What did the Founders envision to be the role of religious training in public education?   As a teacher myself, I’m interested.  I hope you are too.  

Skousen in his book, The Five Thousand Year Leap, tells us that “In 1787, the very year the Constitution was written and approved by Congress, that same Congress passed the famous Northwest Ordinance.  In it they emphasized the essential need to teach religion and morality in the schools.”  It was expected that Religion, Morality and Knowledge would be taught to children in the newly formed United States.  The Founders could not envision a society that would be able to stand for long without these things being taught.  

How did the Founders expect Religion and Morality to be taught?  It was to focus on the aspects of belief in God that were common to religions across the spectrum.  No particular denominational creeds were to be emphasized.  The Universal Fundamental’s included such beliefs as:  There is a Creator of the universe; He is to be worshiped; The Creator has a moral code which we will be judged by; There is a life to come and a judgment.  

In 1791, Dr. Benjamin Rush wrote defending his position that the Holy Bible should be used as a textbook in the classroom.   “The memory is the first faculty which opens in the minds of children.  Of how much consequence, then, must it be to impress it with the great truths of Christianity, before it is preoccupied with less interesting subjects…We are subject, by a general law of our natures, to what is called habit.  Now, if the study of the Scriptures be necessary to our happiness at any time of our life, the sooner we begin to read them, the more we shall probably be attached to them; for it is peculiar to all the acts of habit, to become easy, strong, and agreeable by repetition.”http://www.wallbuilders.com/LIBissuesArticles.asp?id=147036

A specific example of the use of scripture in education can be found in the Horn Book.  A Horn Book was not a book at all, but a wooden paddle shape with a handle to hold it.  It was “simply a sheet of paper mounted on a board and covered with transparent horn.” ( http://www.encyclopedia.com/topic/hornbook.aspx)  The “transparent horn” was a very fine, transparent slice of a cow’s horn… nailed over the page to preserve the paper.” https://library.missouri.edu/exhibits/childrenliterature/horn.htm The Lord’s Prayer was a popular portion of scripture to be printed on the Horn Book paper for learning along with alphabet letters and Roman numerals.

On Wallbuilders.com, a reprint of the New England Primer is for sale.  This is another specific example of spiritual training in early America.  In the description we read, “The New England Primer was the first textbook ever printed in America and was used to teach reading and Bible lessons in our schools until the twentieth century. In fact, many of the Founding Fathers and their children learned to read from The New England Primer. This pocket-size edition is an historical reprint of the 1777 version used in many schools during the Founding Era.”  This gives us more insight into how seriously they took the religious education of their children.

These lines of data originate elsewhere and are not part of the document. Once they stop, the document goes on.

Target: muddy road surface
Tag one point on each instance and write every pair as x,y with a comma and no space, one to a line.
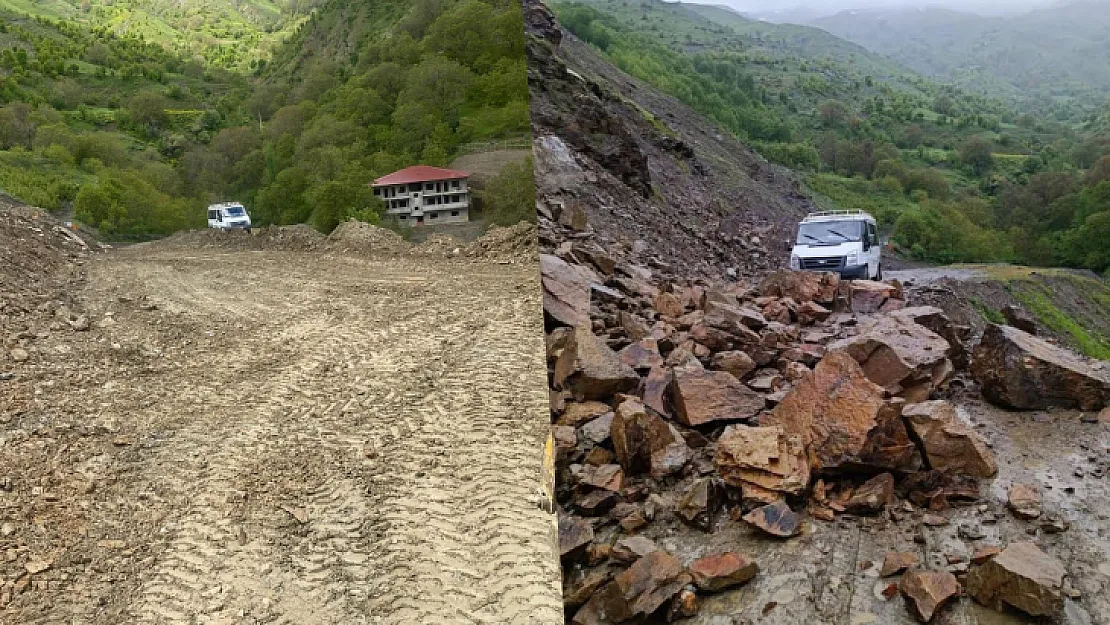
246,436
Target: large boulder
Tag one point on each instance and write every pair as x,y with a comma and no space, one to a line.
566,291
1021,576
801,285
900,355
844,420
702,396
644,587
947,443
644,443
589,369
1020,371
763,459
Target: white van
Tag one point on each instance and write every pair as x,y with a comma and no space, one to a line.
229,215
846,242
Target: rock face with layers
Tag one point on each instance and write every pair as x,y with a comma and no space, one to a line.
644,443
566,291
844,420
948,444
1020,371
801,285
589,369
1021,576
703,396
763,457
900,355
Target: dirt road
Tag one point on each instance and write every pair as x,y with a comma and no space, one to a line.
281,437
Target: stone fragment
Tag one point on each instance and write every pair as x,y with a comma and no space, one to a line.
947,443
776,518
737,363
762,456
644,443
896,562
900,355
927,592
649,583
1025,501
1020,371
844,420
801,285
873,496
574,535
1019,318
715,573
627,551
1021,576
699,503
566,291
589,369
702,396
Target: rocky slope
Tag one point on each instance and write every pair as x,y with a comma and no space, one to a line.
643,175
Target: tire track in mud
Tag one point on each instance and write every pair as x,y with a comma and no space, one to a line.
364,447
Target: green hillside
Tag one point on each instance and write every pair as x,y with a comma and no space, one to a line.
137,138
957,175
1051,60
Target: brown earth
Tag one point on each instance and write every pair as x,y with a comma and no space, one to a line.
250,435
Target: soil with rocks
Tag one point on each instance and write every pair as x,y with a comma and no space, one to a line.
735,444
221,434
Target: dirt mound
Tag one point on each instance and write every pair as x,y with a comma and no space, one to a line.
359,237
515,243
440,245
40,260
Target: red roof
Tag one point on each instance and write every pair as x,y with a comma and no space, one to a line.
420,173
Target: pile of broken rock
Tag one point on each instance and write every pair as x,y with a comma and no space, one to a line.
803,396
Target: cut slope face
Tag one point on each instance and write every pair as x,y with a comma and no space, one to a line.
651,179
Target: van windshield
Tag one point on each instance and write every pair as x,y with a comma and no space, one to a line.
829,232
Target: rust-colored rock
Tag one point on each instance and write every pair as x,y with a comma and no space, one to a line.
699,503
589,369
801,285
1025,501
896,562
566,291
1021,576
737,363
637,592
928,592
776,518
874,495
644,443
1020,371
714,573
900,355
844,420
947,442
642,355
702,396
574,535
764,456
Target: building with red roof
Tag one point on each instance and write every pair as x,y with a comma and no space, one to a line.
423,194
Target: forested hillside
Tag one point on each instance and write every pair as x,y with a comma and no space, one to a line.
958,177
138,138
1051,60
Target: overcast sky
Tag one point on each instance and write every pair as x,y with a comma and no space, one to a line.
835,6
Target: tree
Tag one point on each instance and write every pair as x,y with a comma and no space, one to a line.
977,152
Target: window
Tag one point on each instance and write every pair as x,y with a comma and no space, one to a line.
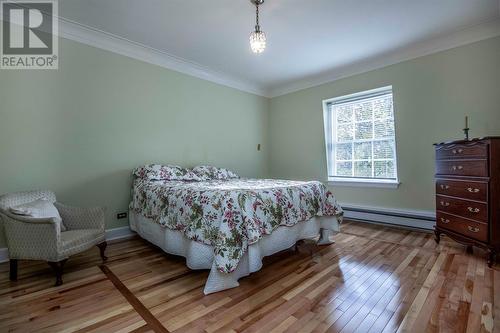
360,138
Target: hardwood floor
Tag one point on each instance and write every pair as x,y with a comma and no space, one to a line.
373,279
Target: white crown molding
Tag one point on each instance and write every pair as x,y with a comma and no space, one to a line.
113,43
110,42
469,35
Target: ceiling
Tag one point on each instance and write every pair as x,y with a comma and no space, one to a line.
305,38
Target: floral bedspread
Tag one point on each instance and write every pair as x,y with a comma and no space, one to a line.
231,214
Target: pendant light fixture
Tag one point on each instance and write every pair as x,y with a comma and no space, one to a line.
257,37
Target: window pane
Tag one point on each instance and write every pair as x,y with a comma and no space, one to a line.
383,108
344,114
384,128
383,149
344,151
344,132
363,111
362,136
363,151
363,169
384,169
363,130
344,169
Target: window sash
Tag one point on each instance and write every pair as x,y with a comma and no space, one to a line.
331,131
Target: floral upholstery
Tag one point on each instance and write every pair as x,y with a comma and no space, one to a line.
207,172
164,172
231,214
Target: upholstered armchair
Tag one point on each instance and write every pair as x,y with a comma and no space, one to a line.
31,238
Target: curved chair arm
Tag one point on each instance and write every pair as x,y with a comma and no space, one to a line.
81,218
31,238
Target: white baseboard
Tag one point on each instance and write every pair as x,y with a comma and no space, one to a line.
407,218
111,234
119,233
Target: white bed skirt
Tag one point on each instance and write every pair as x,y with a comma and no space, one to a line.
201,256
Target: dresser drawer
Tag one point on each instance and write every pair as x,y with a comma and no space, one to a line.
463,189
462,226
456,151
468,209
473,168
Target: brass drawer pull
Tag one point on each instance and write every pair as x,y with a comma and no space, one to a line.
473,210
473,229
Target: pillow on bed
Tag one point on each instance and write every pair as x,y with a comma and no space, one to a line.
211,172
165,172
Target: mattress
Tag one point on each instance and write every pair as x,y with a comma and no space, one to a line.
230,215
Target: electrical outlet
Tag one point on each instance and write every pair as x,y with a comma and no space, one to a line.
120,216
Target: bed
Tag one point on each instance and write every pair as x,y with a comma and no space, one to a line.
229,225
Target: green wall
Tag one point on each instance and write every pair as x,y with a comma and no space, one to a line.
432,95
80,130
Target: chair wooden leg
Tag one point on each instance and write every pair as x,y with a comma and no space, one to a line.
102,248
58,269
13,270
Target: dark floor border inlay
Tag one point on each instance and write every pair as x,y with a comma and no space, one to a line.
148,317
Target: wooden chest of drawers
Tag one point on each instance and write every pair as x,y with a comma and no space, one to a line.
468,193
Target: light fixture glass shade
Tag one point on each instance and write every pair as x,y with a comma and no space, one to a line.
258,41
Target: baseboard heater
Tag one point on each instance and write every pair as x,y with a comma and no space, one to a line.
414,219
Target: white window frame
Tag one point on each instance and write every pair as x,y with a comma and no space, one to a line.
329,132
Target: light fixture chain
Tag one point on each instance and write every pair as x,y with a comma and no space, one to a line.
257,12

“For avoiding the extremes of despotism or anarchy . . . the only ground of hope must be on the morals of the people. I believe that religion is the only solid base of morals and that morals are the only possible support of free governments. Therefore education should teach the precepts of religion and the duties of man towards God.”   ~ ~ Gouverneur Morris, Penman and Signer of the Constitution.

Our founders were convinced that teaching children moral and spiritual values was absolutely necessary for the continuance of liberty, as liberty is freedom plus morality.  By not teaching our young people spiritual and moral truths, we are denying their need to understand and live out real liberty.